I ran DELETE commands in places where data did not seem needed:
DELETE FROM <database_table> WHERE <condition>;
But that alone, I found out, does not decrease the size of the database, let alone the size of the affected table. What did the trick was running two other commands after the initial delete instruction –
VACUUM FULL VERBOSE ANALYZE <database_table>;
REINDEX TABLE <database_table>;
– to which I was able to minimize our test database to 166 MB, at least 60% smaller than it was before. It turned out there were still tons of logs in there that we didn’t really want. The database restore process is now faster, plus I also learned more about our tables as I went through each of them.
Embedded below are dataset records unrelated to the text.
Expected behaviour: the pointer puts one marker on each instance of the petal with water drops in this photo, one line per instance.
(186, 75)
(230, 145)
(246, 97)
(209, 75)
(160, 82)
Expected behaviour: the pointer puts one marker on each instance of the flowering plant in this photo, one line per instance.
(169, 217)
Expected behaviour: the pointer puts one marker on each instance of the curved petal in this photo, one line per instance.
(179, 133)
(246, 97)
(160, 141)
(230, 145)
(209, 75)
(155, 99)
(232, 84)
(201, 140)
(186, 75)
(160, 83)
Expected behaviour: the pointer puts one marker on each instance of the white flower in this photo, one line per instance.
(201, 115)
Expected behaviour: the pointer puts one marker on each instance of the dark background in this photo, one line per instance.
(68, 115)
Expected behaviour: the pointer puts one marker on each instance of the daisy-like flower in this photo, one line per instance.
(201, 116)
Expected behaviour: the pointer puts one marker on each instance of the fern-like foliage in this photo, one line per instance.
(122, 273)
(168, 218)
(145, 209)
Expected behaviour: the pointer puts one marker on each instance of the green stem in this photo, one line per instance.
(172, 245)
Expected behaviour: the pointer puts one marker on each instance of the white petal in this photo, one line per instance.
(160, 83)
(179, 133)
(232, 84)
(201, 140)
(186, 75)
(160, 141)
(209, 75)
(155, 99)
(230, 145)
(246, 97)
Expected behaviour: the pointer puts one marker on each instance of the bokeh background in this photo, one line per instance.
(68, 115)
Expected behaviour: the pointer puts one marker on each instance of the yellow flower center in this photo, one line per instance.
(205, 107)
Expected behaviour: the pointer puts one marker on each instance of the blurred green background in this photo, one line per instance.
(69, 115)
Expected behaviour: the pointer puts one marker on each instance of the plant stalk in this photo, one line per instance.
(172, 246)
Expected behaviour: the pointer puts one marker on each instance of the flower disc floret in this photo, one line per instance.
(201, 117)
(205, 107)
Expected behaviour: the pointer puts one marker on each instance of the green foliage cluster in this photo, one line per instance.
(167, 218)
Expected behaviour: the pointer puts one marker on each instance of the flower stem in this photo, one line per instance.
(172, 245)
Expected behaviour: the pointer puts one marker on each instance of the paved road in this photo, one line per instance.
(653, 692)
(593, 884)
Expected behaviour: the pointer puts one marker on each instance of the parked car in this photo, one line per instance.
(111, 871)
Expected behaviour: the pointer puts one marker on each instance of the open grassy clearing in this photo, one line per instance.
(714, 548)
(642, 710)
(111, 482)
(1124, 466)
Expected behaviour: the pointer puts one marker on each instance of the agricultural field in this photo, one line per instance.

Recently, I was asked by the Human Capital Management team at work for a list of specific requirements for our scrum master role. I obliged, and at the top of my head wrote the following:
A scrum master is someone who –
- has great written and verbal communication skills
- understands the software development process, has experience working with product managers and programmers; preferably with customers too
- well-versed in the practice of software testing, enjoys exploring systems, thinking in various perspectives, and putting on different sorts of hats
- delights in shouldering a support role to the software development team
- is a self-starter, regularly updates himself/herself on what’s happening in the software development and testing industry
- someone who takes pleasure in a bit of scripting / programming is a plus (Webdriver, Watir, Cypress)
It’s not an extensive list, and I may have gotten some of the details wrong about what skills scrum masters are supposed to have based on the ideal definitions that’s out there in the web, but it’s alright. These are just the things I initially thought would suffice, in the context of what I and my team does and experience most days. Our testers are scrum masters too, and I’m proud that so far we’ve been able to make stuff work on our end.
Scrum masters in other places probably need a dissimilar set of requirements, because those are what allows their systems and processes to be effective, and that’s just fine.